There is a certain point where mine can't quite make up it's mind while accelerating too. I think it's more of an electronic thing than the line pressure control. The way I drive mine to avoid this is I leave the ECT button on 'normal' all the time. This achieves torque converter lock-up as low as possible. I have my OD switch off at first. I start off with the shifter in 2nd position. This gives it nice strong shifting from 1st to 2nd. When the rpms get up there, I shift it into Drive (3rd). Then I keep accelerating until I'm ready for Over Drive (4th). I hit the OD button to let it go to fourth. Basically I manual shift it. Works awesome. When I hit big hills I hit the OD button again to drop into 3rd if I need to. This gives me power, and the trans stays in lock up in 3rd down to 70km/h or so.
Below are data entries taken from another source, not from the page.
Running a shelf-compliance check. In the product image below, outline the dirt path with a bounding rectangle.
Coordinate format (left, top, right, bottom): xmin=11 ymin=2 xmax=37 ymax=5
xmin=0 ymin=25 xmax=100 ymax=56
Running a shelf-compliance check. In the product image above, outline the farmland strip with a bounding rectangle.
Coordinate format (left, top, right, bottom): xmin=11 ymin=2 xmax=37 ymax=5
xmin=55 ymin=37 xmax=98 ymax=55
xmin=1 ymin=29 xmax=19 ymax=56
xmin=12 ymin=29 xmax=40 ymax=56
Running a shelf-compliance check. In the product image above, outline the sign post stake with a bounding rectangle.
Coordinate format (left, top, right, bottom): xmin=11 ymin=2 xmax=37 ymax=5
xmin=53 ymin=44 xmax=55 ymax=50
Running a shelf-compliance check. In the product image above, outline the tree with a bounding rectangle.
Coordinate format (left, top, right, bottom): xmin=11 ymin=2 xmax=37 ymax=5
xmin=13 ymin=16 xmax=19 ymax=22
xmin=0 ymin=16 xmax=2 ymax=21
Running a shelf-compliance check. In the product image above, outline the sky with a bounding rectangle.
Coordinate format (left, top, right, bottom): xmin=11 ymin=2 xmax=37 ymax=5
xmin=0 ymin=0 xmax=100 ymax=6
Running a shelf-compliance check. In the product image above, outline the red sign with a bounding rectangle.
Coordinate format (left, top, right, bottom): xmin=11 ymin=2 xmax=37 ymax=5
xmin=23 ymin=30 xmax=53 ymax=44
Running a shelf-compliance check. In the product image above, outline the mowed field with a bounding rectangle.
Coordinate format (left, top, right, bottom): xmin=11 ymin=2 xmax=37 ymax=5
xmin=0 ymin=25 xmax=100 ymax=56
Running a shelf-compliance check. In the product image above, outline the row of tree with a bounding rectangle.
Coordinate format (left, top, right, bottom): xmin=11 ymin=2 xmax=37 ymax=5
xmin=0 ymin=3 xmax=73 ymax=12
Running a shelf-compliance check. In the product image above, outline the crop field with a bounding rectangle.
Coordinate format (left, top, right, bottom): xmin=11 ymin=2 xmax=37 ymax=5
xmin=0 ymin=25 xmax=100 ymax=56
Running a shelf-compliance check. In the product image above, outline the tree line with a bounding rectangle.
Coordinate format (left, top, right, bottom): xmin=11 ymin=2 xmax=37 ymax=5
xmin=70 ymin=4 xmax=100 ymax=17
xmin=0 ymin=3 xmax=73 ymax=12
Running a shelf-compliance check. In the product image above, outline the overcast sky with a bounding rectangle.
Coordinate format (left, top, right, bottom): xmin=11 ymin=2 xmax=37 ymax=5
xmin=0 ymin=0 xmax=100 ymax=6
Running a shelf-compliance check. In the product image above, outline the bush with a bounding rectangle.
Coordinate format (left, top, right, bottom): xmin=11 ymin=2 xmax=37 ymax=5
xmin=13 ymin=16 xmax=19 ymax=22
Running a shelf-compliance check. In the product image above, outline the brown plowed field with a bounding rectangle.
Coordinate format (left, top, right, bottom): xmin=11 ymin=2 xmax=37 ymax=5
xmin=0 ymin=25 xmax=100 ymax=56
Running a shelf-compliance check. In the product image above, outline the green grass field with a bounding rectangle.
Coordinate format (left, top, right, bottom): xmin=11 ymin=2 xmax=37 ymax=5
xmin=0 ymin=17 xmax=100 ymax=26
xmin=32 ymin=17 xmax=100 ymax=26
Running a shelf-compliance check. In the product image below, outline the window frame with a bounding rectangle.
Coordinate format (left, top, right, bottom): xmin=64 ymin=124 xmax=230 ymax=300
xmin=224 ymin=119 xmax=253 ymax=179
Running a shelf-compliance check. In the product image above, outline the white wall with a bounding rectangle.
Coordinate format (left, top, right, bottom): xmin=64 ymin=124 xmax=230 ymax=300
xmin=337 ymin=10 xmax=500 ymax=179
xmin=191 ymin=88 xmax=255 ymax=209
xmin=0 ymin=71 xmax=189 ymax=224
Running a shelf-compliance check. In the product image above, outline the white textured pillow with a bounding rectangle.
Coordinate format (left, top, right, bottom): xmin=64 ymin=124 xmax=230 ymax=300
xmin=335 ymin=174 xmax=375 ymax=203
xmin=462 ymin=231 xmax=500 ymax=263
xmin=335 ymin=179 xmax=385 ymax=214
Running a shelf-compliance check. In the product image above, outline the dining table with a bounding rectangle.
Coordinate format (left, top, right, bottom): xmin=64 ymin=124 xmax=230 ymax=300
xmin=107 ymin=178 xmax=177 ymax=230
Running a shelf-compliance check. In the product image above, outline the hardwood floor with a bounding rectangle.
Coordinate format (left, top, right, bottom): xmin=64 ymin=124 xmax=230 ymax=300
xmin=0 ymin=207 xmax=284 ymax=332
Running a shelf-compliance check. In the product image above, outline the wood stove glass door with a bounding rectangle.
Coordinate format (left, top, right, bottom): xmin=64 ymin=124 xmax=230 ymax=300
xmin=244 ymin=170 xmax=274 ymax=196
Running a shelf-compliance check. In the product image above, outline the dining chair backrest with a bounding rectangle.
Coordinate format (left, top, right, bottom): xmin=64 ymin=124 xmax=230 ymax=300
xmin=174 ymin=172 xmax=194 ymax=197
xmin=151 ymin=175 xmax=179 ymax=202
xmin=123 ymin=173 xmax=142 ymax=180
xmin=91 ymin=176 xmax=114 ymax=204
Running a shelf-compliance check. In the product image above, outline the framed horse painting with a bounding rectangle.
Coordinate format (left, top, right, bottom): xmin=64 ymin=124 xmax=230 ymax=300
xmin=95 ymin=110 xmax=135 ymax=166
Lock-up means less heat from the torque converter, and more power to the ground.
 
Odd Auto behavior is also associated with an ECU that needs recapping.

Not sure if this is the same symptom, but KZJ78 would 'hunt' for gears at 80km unloaded, flat road - i.e couldn't 'decide' between gears.
 
Tried to fix the "CABLE" a lot of times (different) settings things change but after 10 - 15 mins of driving the shifting "STOPS" , I am thinking of changing the transmission, it is hard to find a 2LTE transmission in Canada, what other Toyota Transmission can I get in there will a one from Toyota 4 Runner (Gas Version) work (Auto) any writeup's / Diagrams / Advise is HIGHLY Appreciated and WELCOME
 
Tried to fix the "CABLE" a lot of times (different) settings things change but after 10 - 15 mins of driving the shifting "STOPS" , I am thinking of changing the transmission, it is hard to find a 2LTE transmission in Canada, what other Toyota Transmission can I get in there will a one from Toyota 4 Runner (Gas Version) work (Auto) any writeup's / Diagrams / Advise is HIGHLY Appreciated and WELCOME

I would not write it off just yet. How does the fluid look? Are the clutches burnt out? Have you inspected the ECU for capacitor problems? Have you done any troubleshooting of the valve body etc? Have you searched on the forums for others who have experienced similar issues? I have seen a number of threads come up relating to A343F issues in 70 series Prados. Basically everything (from memory) was related to either the ECU capacitors or valve body solenoids. These are really good transmissions generally, and the whole thing does not just fail usually unless overheated or other major miss-treatment.
 
I would not write it off just yet. How does the fluid look? Are the clutches burnt out? Have you inspected the ECU for capacitor problems? Have you done any troubleshooting of the valve body etc? Have you searched on the forums for others who have experienced similar issues? I have seen a number of threads come up relating to A343F issues in 70 series Prados. Basically everything (from memory) was related to either the ECU capacitors or valve body solenoids. These are really good transmissions generally, and the whole thing does not just fail usually unless overheated or other major miss-treatment.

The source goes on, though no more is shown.